On the Fundamental Theorem of Submanifold Theory and Isometric Immersions with Supercritical Low Regularity

A fundamental result in global analysis and nonlinear elasticity asserts that given a solution \(\mathfrak {S}\) to the Gauss–Codazzi–Ricci equations over a simply-connected closed manifold \((\mathcal {M}^n,g)\), one may find an isometric immersion \(\iota \) of \((\mathcal {M}^n,g)\) into the Euclidean space \(\mathbb {R}^{n+k}\) whose extrinsic geometry coincides with \(\mathfrak {S}\). Here the dimension n and the codimension k are arbitrary. Abundant literature has been devoted to relaxing the regularity assumptions on \(\mathfrak {S}\) and \(\iota \).
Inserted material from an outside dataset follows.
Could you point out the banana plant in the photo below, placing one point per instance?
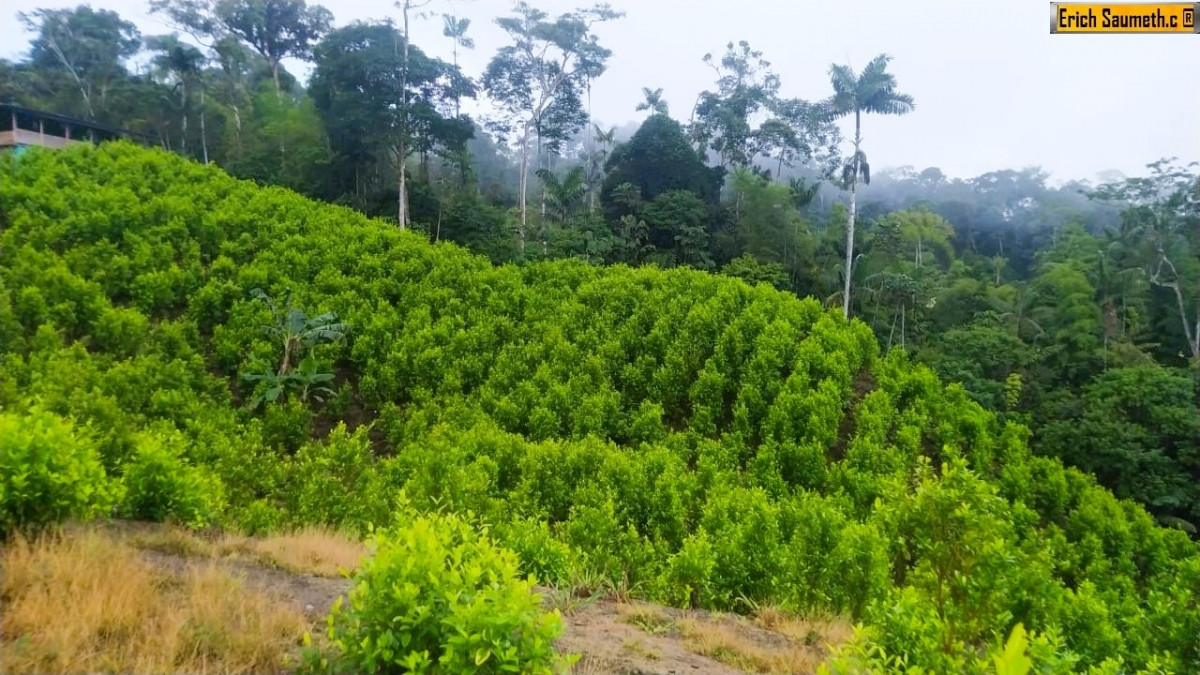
(297, 330)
The best result up to date is \(\mathfrak {S} \in L^p\) and \(\iota \in W^{2,p}\) for \(p>n \ge 3\) or \(p=n=2\). In this paper, we extend the above result to \(\iota \in \mathcal {X}\) the topology of which is strictly weaker than \(W^{2,n}\) for \(n \ge 3\). Indeed, \(\mathcal {X}\) can be taken as the Morrey space \(L^{p, n-p}_{2}\) with arbitrary \(p \in ]2,n]\). This appears to be the first supercritical result in the literature on the existence of isometric immersions with low regularity, given the solubility of the Gauss–Codazzi–Ricci equations. Our proof essentially utilises the theory of Uhlenbeck gauges—in particular, Rivière–Struwe’s work (Rivière and Struwe in Comm Pure Appl Math 61:451–463, 2008) on harmonic maps in arbitrary dimensions and codimensions—and the theory of compensated compactness.